Venus In Furs is the track that first got me. I had never, ever heard anything like it before. The droning, the sonic overload, the sheer density of the song. And then there were the strange atonally voiced lyrics. I have a fantasy list of songs I wish I could hear again for the first time, that feeling of being totally amazed and dumbfounded by a new audio experience—Venus In Furs is at the top of that list.

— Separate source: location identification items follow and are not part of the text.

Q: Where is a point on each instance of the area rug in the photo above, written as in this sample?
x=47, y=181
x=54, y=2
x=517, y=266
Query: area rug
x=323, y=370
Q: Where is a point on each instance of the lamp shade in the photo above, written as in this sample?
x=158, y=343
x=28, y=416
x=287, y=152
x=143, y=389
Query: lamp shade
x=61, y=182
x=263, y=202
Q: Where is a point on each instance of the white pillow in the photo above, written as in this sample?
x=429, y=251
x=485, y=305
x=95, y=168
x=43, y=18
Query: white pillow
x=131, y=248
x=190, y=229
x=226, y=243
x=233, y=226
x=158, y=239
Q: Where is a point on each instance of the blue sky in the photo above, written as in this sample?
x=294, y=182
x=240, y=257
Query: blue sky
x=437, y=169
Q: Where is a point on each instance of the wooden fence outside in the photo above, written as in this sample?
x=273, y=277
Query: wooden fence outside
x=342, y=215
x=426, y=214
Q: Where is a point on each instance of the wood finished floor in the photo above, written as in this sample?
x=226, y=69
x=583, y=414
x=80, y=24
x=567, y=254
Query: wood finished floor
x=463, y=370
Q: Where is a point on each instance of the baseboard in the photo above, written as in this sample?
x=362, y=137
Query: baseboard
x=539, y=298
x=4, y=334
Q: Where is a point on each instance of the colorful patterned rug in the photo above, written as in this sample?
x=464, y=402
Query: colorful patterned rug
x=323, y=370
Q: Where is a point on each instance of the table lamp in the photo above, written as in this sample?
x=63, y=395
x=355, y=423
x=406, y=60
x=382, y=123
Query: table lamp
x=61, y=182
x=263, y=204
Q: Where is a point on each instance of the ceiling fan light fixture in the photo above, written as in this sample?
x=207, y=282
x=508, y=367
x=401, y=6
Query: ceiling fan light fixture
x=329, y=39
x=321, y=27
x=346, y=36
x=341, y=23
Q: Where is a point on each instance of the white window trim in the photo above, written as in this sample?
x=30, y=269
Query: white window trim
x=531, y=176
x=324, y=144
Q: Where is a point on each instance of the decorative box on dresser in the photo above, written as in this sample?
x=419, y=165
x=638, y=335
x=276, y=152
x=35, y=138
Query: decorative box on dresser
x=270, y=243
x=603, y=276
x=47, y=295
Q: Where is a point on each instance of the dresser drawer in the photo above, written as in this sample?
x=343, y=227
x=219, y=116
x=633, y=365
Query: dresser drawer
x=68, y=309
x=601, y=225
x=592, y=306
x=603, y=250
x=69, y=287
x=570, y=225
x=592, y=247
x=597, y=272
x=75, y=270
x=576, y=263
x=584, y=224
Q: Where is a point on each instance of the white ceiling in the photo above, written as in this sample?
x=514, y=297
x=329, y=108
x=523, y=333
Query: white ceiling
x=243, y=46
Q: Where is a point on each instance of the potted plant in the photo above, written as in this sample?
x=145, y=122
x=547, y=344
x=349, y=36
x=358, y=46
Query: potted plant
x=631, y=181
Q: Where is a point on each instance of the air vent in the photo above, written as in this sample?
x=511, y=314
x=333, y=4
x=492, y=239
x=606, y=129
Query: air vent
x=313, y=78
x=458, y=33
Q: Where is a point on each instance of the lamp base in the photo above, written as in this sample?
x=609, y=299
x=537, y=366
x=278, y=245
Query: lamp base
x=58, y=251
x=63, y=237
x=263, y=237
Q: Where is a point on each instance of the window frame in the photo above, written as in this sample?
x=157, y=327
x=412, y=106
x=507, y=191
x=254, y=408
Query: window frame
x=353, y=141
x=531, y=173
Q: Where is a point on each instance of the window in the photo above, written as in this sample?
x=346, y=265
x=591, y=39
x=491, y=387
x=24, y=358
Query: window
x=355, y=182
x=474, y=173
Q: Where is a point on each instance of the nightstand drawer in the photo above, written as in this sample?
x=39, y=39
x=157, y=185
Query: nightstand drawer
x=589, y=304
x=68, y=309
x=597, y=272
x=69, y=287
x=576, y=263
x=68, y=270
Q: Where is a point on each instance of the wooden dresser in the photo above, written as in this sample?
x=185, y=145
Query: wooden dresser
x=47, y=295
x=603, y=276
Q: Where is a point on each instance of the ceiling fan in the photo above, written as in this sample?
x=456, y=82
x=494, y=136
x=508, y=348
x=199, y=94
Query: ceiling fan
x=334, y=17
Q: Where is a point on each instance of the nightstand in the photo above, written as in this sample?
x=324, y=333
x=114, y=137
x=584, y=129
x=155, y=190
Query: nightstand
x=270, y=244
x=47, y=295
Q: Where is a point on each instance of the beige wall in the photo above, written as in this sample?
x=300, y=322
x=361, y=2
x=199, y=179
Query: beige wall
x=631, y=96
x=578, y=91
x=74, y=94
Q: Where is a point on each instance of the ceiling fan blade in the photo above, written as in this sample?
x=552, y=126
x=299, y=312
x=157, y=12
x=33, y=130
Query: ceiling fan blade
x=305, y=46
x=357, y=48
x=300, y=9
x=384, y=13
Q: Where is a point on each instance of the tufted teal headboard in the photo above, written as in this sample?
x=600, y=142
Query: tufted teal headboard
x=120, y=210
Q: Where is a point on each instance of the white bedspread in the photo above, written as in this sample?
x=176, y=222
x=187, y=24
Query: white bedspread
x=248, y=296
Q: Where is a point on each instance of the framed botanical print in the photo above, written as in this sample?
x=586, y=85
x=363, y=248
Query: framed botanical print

The second track on the album that cemented my view of Lou being a songwriting genius, (and that is not a term I use lightly), which juxtaposed Venus In Furs completely, was Pale Blue Eyes. I lost count of the amount of times I played it over and over after that first hearing. Once heard, I immediately lifted the needle and put it back at the start of the track. I don’t think I’d ever heard a song before that almost ‘wasn’t there’. The lightness of touch, the minimalism, and the tenderness made it somehow rawer than the explosive and chaotic Venus In Furs. I then knew I would never ever be able to write and record a song as good as that, and for someone who was desperate to be in a band, that was an acceptance of failure before I’d even really started.

The middle

So I became a Lou Reed and Velvet Underground fan. I didn’t immediately buy everything, and there are still albums of his I don’t know. Spotify has proved the most useful tool to me in finding out what it is I want to buy and own and cherish; and what will take one listen to know that I don’t need to purchase that particular album. Most recently, and somewhat timely, I downloaded Magic and Loss, an album Lou wrote about death in 1992 that I hadn’t previously explored. I haven’t yet listened to it—it sitting in my iTunes library waiting to be dedicated some time to—and I sense it may take a while for me to pluck up the courage to do so.

Sunday evening

I’m not nostalgic, nor do I put celebrities on pedestals. I hate musician’s egos, (and in fact, many of the lyrics I’ve written over the years for different bands I’ve been in have lambasted such stupidity). And with Lou Reed, his best was past him—such a shame that the Metallica/Lulu project will be his dying record. But Lou Reed has followed me throughout my life and has influenced my opinions about what music can be more than any other artist. I don’t think any musician or lyricist has had a greater impact on my life, and so when I got the text from a friend on Sunday evening telling me the news he had died, I was floored. Not surprised, but speechless and tearful. Echoing my brother’s comments on Facebook as we swapped Lou Reed lyrics, I had to keep telling myself to ‘get a grip’ when tuning into Tom Robinson’s tribute on 6music while cooking dinner that evening. Thankfully it wasn’t played while I listened, but I don’t think I’m going to be able to listen to Pale Blue Eyes for some time.

In all the epitaphs that appeared online, and in all the lyrics being posted on Twitter, I searched for a suitable one to post myself. In Candy Says, Lou’s protagonist asks: “What do you think I’d see, if I could walk away from me?” That has always been a poignant lyric to me, and it was more so in that moment. And to try to answer your question Lou, I guess you now know what you see.